How to get mask from proposals and classification scores fast

Absurd · June 4, 2020, 6:03am

Supposes that the batch size is B, each image has N rectangular proposals, thus exits a tensor proposals of shape = [B, N, 4], with the format of xyxy. Each proposal has scores for C classes, corresponding to a tensor scores of shape = [B, N, C]. I want to get a mask of shape = [B, C, H, W] from proposals and shapes.

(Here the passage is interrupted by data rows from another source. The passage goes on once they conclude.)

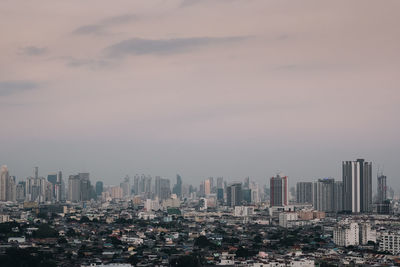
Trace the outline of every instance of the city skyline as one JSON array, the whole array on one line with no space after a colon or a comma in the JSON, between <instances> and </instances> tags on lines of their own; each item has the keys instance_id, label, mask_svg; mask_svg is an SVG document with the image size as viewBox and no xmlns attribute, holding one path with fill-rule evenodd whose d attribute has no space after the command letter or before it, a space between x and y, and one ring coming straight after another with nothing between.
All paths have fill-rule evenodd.
<instances>
[{"instance_id":1,"label":"city skyline","mask_svg":"<svg viewBox=\"0 0 400 267\"><path fill-rule=\"evenodd\" d=\"M400 188L399 2L306 2L3 2L0 164Z\"/></svg>"}]
</instances>

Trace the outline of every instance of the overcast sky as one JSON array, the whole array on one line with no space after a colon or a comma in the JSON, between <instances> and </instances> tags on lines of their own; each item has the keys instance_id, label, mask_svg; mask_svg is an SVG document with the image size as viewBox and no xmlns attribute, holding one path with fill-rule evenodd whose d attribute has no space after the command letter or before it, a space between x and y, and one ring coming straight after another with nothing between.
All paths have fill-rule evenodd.
<instances>
[{"instance_id":1,"label":"overcast sky","mask_svg":"<svg viewBox=\"0 0 400 267\"><path fill-rule=\"evenodd\" d=\"M400 1L0 2L0 164L400 188ZM374 186L376 179L374 177Z\"/></svg>"}]
</instances>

And each pixel value of mask is the accumulation of all proposals that cover this positio:
Screenshot from 2020-06-04 14-00-02
s is the mask, and D is proposal, k means class k.
The only way I can figured out is using loop as below:

scores = torch.randint(10, [2, 2, 20]) / 10.0
batch_size, proposal_number, num_class = scores.shape
height, width = 50, 50

proposals = torch.LongTensor([[[0, 0, 20, 20], [10, 12, 28, 40]], [[5, 9, 20, 40], [6, 20, 41, 38]]])  # [B, N, 4]

masks = []
for i in range(batch_size):
    mask = torch.zeros(num_class, height, width)
    for j in range(proposal_number):
        proposal = proposals[i, j].to(torch.int)
        mask[:, proposal[1]: proposal[3], proposal[0]: proposal[2]] += scores[i, j, :].view(-1, 1, 1)
    masks.append(mask)
masks = torch.stack(masks, dim=0)

But when N is large, this method is very slow. So I wonder if there exits faster way to do this?